El esqueleto de la ciudad que verán los gijoneses de 2030 incluye sistemas avanzados de control de tráfico y logística en la zona portuaria, un proyecto de electrificación ferroviaria que permite que los tranvías circulen por la ciudad sin catenarias, y también edificios administrativos inteligentes con sistemas de optimización energética, servicios sanitarios apoyados en las prestaciones que ofrecen las nuevas tecnologías y fábricas digitales. El objetivo final es lograr un mayor confort de los ciudadanos, al tiempo que se reducen las emisiones de CO2 y los ruidos, mejorar la calidad de vida de la gente y propiciar el desarrollo de sistemas energéticos más respetuosos con el medio ambiente.
Con las energías limpias tiene mucho que ver el laboratorio eólico marino que previsiblemente se instalará frente a las costas gijonesas.
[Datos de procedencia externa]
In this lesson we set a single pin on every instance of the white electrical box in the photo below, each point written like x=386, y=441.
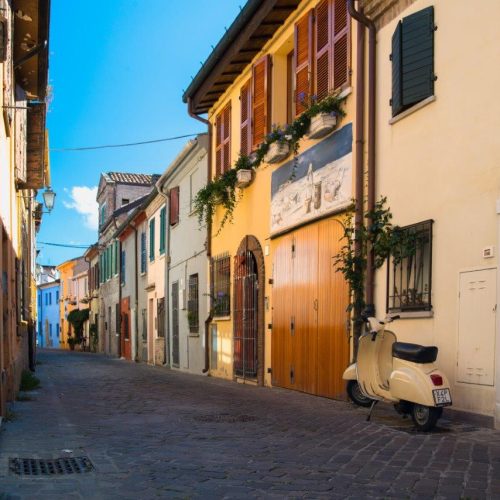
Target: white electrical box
x=182, y=298
x=488, y=252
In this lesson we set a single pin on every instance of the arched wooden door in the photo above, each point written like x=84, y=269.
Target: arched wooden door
x=248, y=311
x=310, y=348
x=126, y=346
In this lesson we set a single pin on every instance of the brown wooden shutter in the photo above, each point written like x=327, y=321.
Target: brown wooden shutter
x=246, y=118
x=218, y=145
x=226, y=138
x=223, y=141
x=261, y=93
x=174, y=206
x=323, y=49
x=341, y=49
x=303, y=64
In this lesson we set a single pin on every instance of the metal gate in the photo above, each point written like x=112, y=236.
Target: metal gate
x=246, y=288
x=175, y=324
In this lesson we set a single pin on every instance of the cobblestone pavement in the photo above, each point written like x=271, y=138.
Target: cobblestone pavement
x=156, y=433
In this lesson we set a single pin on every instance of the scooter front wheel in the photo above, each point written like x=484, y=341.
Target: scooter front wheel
x=425, y=417
x=356, y=396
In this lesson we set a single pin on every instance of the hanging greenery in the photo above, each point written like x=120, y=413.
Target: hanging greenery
x=376, y=233
x=221, y=191
x=77, y=318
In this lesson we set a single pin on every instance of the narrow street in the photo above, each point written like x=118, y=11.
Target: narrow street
x=154, y=433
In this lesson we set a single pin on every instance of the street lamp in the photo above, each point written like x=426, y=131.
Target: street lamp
x=49, y=198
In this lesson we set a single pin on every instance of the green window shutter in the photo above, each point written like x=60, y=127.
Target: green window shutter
x=152, y=239
x=396, y=56
x=418, y=56
x=116, y=257
x=413, y=60
x=162, y=230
Una iniciativa de la Universidad de Oviedo en colaboración con medio centenar de entidades públicas y privadas que Siemens recoge en su propuesta tecnológica para el Gijón de 2030. La multinacional alemana, con experiencia en la construcción de aerogeneradores flotantes, estaría interesada en participar de la concesión de un futuro parque eólico en El Musel y también en importar el sistema «siplink», experimentado en Lubeck (Alemania), que permite vincular las redes eléctricas terrestres con las de los buques para lograr un puerto con menos emisiones.
El transporte público es una de las patas fundamentales del Gijón de 2030, con autobuses híbridos, que reducen los consumos en un 40% y la contaminación acústica en un 50%.
La llegada de la Alta Velocidad a la ciudad también generará un importante ahorro en la «factura» energética, estiman los responsables de la multinacional. En 500 kilómetros un tren pone 7 kilogramos de CO2 en la atmósfera, frente a los 70 de un avión. ¿Su propuesta? Un metro con motores ecológicos y sin conductor, que permite un servicio permanente los siete días de la semana durante 24 horas. En superficie, los tranvías sin catenaria, como los que Siemens ha desarrollado para Lisboa, suponen una reducción del consumo de energía del 30% y de las emisiones de CO2 en un 80%. Los trenes recargan en las paradas y aprovechan la energía generada en las frenadas.
Para las empresas, la monitorización de los distintos procesos industriales permite reducir los costes de fabricación hasta un 20% y los tiempos hasta un 60%. Y en el capítulo de instalaciones deportivas y de ocio de la ciudad, el sueño tecnológico de Siemens pasa por la creación de un área de recarga de vehículos eléctricos en el entorno de El Molinón.
En el hipotético caso de que la alcaldesa Paz Fernández Felgueroso contase con un presupuesto ilimitado y unas ganas locas de incorporar el último grito en tecnología, la introducción de todos estos sistemas avanzados permitiría un ahorro aproximado de 5,3 millones de euros en costes energéticos, según Siemens. A la repercusión sobre la economía local se suma una notable mejora de la calidad de vida de los ciudadanos. Ésa es la receta de la multinacional alemana para el Gijón de 2030.